Wen Zheng
  2016-11-16 18:11:28  cri

 

 

 

 

 

Wen Zheng, direttore del Dipartimento d'Italiano dell'Università di lingue straniere di Beijing

Ogni tanto si parla degli scambi culturali fra l'oriente e l'occidente, è quasi d'obbligo di fare partire il discorso dagli italiani Marco Polo e Matteo Ricci, perché storicamente la Cina e l'Italia rappresentavano le potenze culturali più importanti, che si trovano alle due estremità del continente euro-asiatico. Sono molto contento che oggi i nostri due paesi continuiamo ancora questa splendida tradizione, perché tutti noi sappiamo che senza la conoscenza reciproca della lingua e cultura, è difficile sviluppare gli altri settori. In questi cinque anni assistiamo a una grande fioritura dell'insegnamento dei cinesi.
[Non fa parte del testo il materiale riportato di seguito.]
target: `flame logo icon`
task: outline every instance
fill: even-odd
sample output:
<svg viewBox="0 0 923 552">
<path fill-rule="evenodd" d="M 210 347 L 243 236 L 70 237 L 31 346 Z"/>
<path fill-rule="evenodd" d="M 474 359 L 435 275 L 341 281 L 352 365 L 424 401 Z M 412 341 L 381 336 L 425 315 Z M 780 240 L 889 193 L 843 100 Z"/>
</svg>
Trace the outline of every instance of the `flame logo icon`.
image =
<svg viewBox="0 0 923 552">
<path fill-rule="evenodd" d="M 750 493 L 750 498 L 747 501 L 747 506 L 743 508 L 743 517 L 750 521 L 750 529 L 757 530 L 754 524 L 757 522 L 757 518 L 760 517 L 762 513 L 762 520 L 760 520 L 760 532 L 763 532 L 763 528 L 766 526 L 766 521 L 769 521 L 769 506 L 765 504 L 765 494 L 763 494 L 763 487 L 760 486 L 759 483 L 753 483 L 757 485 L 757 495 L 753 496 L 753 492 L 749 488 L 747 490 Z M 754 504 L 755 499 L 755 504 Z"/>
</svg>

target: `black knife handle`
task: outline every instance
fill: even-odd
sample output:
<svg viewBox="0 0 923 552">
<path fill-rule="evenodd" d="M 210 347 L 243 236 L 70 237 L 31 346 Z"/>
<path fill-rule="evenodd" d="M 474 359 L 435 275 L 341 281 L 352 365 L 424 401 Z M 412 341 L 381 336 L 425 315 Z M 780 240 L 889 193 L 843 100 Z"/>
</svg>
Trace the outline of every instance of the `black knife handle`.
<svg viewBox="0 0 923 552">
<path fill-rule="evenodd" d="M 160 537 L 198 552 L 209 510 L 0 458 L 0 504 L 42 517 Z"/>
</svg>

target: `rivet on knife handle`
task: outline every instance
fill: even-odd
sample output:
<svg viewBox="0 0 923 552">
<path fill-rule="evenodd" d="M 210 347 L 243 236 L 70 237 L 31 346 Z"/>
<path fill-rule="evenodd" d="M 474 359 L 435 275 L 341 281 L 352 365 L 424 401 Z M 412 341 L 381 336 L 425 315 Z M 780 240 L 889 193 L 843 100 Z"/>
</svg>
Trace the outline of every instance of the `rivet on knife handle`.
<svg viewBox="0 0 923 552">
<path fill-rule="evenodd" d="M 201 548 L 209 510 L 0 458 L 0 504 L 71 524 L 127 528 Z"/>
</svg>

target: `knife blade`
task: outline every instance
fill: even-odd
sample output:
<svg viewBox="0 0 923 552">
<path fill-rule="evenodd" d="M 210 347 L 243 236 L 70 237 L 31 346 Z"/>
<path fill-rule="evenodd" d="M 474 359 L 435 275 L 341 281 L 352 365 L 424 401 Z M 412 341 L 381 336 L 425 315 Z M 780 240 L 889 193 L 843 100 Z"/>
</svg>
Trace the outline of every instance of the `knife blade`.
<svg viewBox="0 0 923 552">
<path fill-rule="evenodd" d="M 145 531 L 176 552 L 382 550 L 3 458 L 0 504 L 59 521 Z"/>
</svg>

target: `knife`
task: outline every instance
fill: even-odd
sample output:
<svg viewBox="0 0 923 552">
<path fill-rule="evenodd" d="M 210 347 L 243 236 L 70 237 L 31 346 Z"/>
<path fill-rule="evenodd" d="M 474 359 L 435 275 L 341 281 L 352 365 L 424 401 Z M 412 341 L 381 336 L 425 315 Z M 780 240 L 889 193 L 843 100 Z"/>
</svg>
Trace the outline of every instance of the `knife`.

Lo studio del cinese è stato inserito tra insegnamenti obbligatori del sistema scolastico nazionale, per cui sono stati istituiti i corsi del cinese nelle scuole primarie, secondarie e università. Recentemente in Sicilia è costituito l'Istituito Confucio in Italia, quindi si prevede che nel 2020 solo a questi Istituti Confucio saranno dieci mila studenti italiani sia piccoli che grandi che studieranno il cinese. Ecco perché i media italiani dicono sempre che per gli italiani il cinese è la lingua del futuro. Di fronte a questa febbre cinese, i collegi italiani e cinesi si stanno ad operare insieme per la formazione dei docenti locali e creando nuove modelli di cooperazione, come ad esempio, il programma di nuovo sinologia. Contemporaneamente in Cina la febbre per la lingua e la cultura italiana continuano ancora, da quando sono stati avviati i programma di Marco Polo e Turandot. Si tratta di uno sviluppo ad alta velocità senza precedenti, fino a quest'anno, più di venti università cinesi hanno aperto il corso di laurea d'italiano, e ogni anno oltre cinque mila studenti cinesi vanno in Italia a fare università e seguire i corsi magistrali o dottorali. Insomma secondo me allo scopo di promuovere ulteriormente lo sviluppo dei rapporti bilaterali, dobbiamo mantenere reciprocamente questa febbre per le lingue, perché nessuno dei regami economici, politici e culturali può nascere, consolidarsi e portare frutti senza la conoscenza della lingua.